Last Friday, European and US indices posted a noticeable rise whereas Russia’s equity keeps falling alongside oil prices.
In Europe, the British FTSE 100 grew 0.95 percent up to 6,742.84 points, the French CAC 40 hiked up by 2.21 percent reaching 4,419.48 points, and the German DAX advanced 2.39 percent finishing the trading session at 10,087.12 points.
In the USA, the Dow Jones Industrial Average gained 0.33 percent up to 17,985.79 points, the Standard & Poor's 500 grew 0.17 percent up to 2,075.37 points, and the NASDAQ Composite added 0.24 percent ending up at 4,780.76 points.
Last Thursday, ECB President Mario Draghi didn’t give any specific dates for the revised economic stimulus plan, which led to a drop in equity rates.
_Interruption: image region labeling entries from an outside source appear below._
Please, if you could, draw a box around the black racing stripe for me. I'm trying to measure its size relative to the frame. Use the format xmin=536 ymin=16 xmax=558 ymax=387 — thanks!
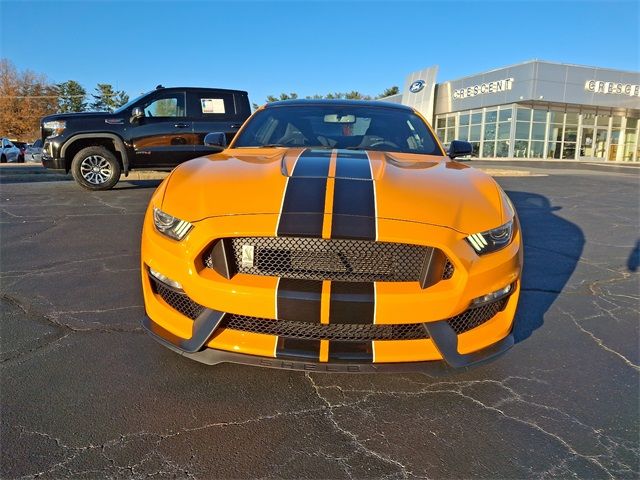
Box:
xmin=331 ymin=151 xmax=376 ymax=240
xmin=276 ymin=337 xmax=320 ymax=361
xmin=277 ymin=150 xmax=331 ymax=237
xmin=336 ymin=150 xmax=371 ymax=180
xmin=291 ymin=150 xmax=331 ymax=178
xmin=329 ymin=341 xmax=373 ymax=362
xmin=329 ymin=282 xmax=375 ymax=324
xmin=331 ymin=178 xmax=376 ymax=240
xmin=276 ymin=278 xmax=322 ymax=323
However, on Friday, ECB sources reported that the Central Bank was ready to consider introducing quantitative easing already in January 2015.
Besides this, investors reacted positively to the US non-farm job figures. In November, the number of jobs increased by 321,000, which is the highest since January 2012.
With that, the NYMEX price of WTI oil futures for January went down by $0.97 making $65.84 a barrel. On London’s ICE, January Brent oil futures dropped by $0.57 and finished trading at $69.07 a barrel.
Russian indices also slumped following oil prices. The MICEX index plunged by 3.34 percent down to 1,529.20 points, and the RTS index fell 1.08 percent down to 908.75 points.
On the Forex market, EUR/USD is going down to around 1.22, which is the bottom line of the weekly triangle the pair has been forming since 2008.